## Create Occurrence Data Set including eventDate

### Store GBIF Occurrence Data Set locally

For Naturalis Biodiversity Center (NL) see example data set <https://doi.org/10.15468/dl.uw8rxk>. We saved all of it into the local data directory `data/Naturalis_doi-10.15468-dl.uw8rxk/`:
- The CSV data file is +3GB large—please download it first (**it will not be in the official GitHub documentation**) or change the code here to read your special input data.

In [1]:
import os, time, pprint

gbif_dataset_path="data/Naturalis_doi-10.15468-dl.uw8rxk"
gbif_occurrence_source_file="0165211-230224095556074.csv" # was \t separated; expect CSV to have comma not tab as separator character(!)

# join file name dynamically for saving results
this_output_tabdata_file=os.path.join(
    gbif_dataset_path, (
        "occurrence_recordedBy_eventDate_occurrenceIDs_%s.tsv" % 
        # '20230913'
        time.strftime('%Y%m%d')
    )
)
# use static file name for saving
# this_output_tabdata_file=data/Naturalis_doi-10.15468-dl.uw8rxk/occurrence_recordedBy_occurrenceIDs_20230524.tsv

if not os.path.exists(gbif_dataset_path):
    print("Where is the folder of are GBIF occurrence data?", gbif_dataset_path, "not found")
    print("Recommendation is use a subfolder, e.g. “data/Naturalis_doi-10.15468-dl.uw8rxk”")
else:
    print("All right, expected data found:\n- GBIF data found in", gbif_dataset_path ,"\n- Results will later be written to", this_output_tabdata_file)
    if not os.path.exists(os.path.join(gbif_dataset_path, gbif_occurrence_source_file)):
        print("What data source file is the right one? The expected CSV-file", gbif_occurrence_source_file, "was not found.")
        print("Set the file in Python variable 'gbif_occurrence_source_file' to the correct file name.")

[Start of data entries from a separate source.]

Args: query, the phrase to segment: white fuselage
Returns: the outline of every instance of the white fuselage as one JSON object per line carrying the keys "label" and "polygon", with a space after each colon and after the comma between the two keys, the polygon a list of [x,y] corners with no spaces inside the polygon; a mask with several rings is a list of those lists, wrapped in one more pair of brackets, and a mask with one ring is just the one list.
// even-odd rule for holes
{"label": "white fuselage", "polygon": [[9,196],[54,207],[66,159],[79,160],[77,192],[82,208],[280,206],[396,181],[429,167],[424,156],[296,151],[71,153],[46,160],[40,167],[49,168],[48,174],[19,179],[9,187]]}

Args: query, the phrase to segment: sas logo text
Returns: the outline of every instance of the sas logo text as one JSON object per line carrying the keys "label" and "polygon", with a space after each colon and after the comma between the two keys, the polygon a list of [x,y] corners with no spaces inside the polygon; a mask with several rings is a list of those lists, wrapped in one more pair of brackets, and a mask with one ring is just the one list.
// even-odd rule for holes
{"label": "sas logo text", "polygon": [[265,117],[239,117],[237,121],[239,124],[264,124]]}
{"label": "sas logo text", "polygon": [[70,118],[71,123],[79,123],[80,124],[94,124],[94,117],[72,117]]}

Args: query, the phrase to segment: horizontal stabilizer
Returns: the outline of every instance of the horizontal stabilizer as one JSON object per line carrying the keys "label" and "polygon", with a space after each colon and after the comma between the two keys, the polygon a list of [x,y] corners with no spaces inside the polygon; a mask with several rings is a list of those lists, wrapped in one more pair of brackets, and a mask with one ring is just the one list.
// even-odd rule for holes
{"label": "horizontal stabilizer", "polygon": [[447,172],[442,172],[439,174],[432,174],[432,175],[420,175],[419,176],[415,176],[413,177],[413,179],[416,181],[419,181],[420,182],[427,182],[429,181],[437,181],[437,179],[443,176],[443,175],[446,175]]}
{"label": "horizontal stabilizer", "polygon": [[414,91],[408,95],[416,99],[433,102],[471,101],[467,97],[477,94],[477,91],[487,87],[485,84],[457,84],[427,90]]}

All right, expected data found:
- GBIF data found in data/Naturalis_doi-10.15468-dl.uw8rxk 
- Results will later be written to data/Naturalis_doi-10.15468-dl.uw8rxk/occurrence_recordedBy_eventDate_occurrenceIDs_20230913.tsv


### Read GBIF Occurrence Data

Get `recordedBy` and `created` of `gbif_occurrence_source_file=0165211-230224095556074.csv` and look into the data first, data columns aso. …

In [2]:
import pandas as pd # to read data

# Reading all at once does not work to read 1GB of data yet
occurrences = pd.read_csv(
    os.path.join(gbif_dataset_path, gbif_occurrence_source_file), sep="\t", low_memory=False,
    nrows=1
)

pprint.pprint(occurrences.columns)

Index(['gbifID', 'datasetKey', 'occurrenceID', 'kingdom', 'phylum', 'class',
       'order', 'family', 'genus', 'species', 'infraspecificEpithet',
       'taxonRank', 'scientificName', 'verbatimScientificName',
       'verbatimScientificNameAuthorship', 'countryCode', 'locality',
       'stateProvince', 'occurrenceStatus', 'individualCount',
       'publishingOrgKey', 'decimalLatitude', 'decimalLongitude',
       'coordinateUncertaintyInMeters', 'coordinatePrecision', 'elevation',
       'elevationAccuracy', 'depth', 'depthAccuracy', 'eventDate', 'day',
       'month', 'year', 'taxonKey', 'speciesKey', 'basisOfRecord',
       'institutionCode', 'collectionCode', 'catalogNumber', 'recordNumber',
       'identifiedBy', 'dateIdentified', 'license', 'rightsHolder',
       'recordedBy', 'typeStatus', 'establishmentMeans', 'lastInterpreted',
       'mediaType', 'issue'],
      dtype='object')


In [3]:
# just see the first rows
occurrences = pd.read_csv(
    os.path.join(gbif_dataset_path, gbif_occurrence_source_file), sep="\t", low_memory=False,
    usecols=["occurrenceID", "recordedBy", "eventDate"],
    nrows=50 # read all data results in memory kill
)
occurrences.head()


Unnamed: 0,occurrenceID,eventDate,recordedBy
0,https://data.biodiversitydata.nl/naturalis/spe...,1842-05-13T00:00:00,Forsten EA
1,https://data.biodiversitydata.nl/naturalis/spe...,1902-08-01T00:00:00,Goethart JWC; Jongmans WJ
2,https://data.biodiversitydata.nl/naturalis/spe...,1972-06-27T00:00:00,Wilde WJJO de; Wilde-Duyfjes BEE de
3,https://data.biodiversitydata.nl/naturalis/spe...,1929-07-29T00:00:00,Kloos Jr AW
4,https://data.biodiversitydata.nl/naturalis/spe...,1975-05-23T00:00:00,X


We follow <https://towardsdatascience.com/tips-and-tricks-for-loading-large-csv-files-into-pandas-dataframes-part-2-5fc02fc4e3ab> and filter for having an occourrenceID.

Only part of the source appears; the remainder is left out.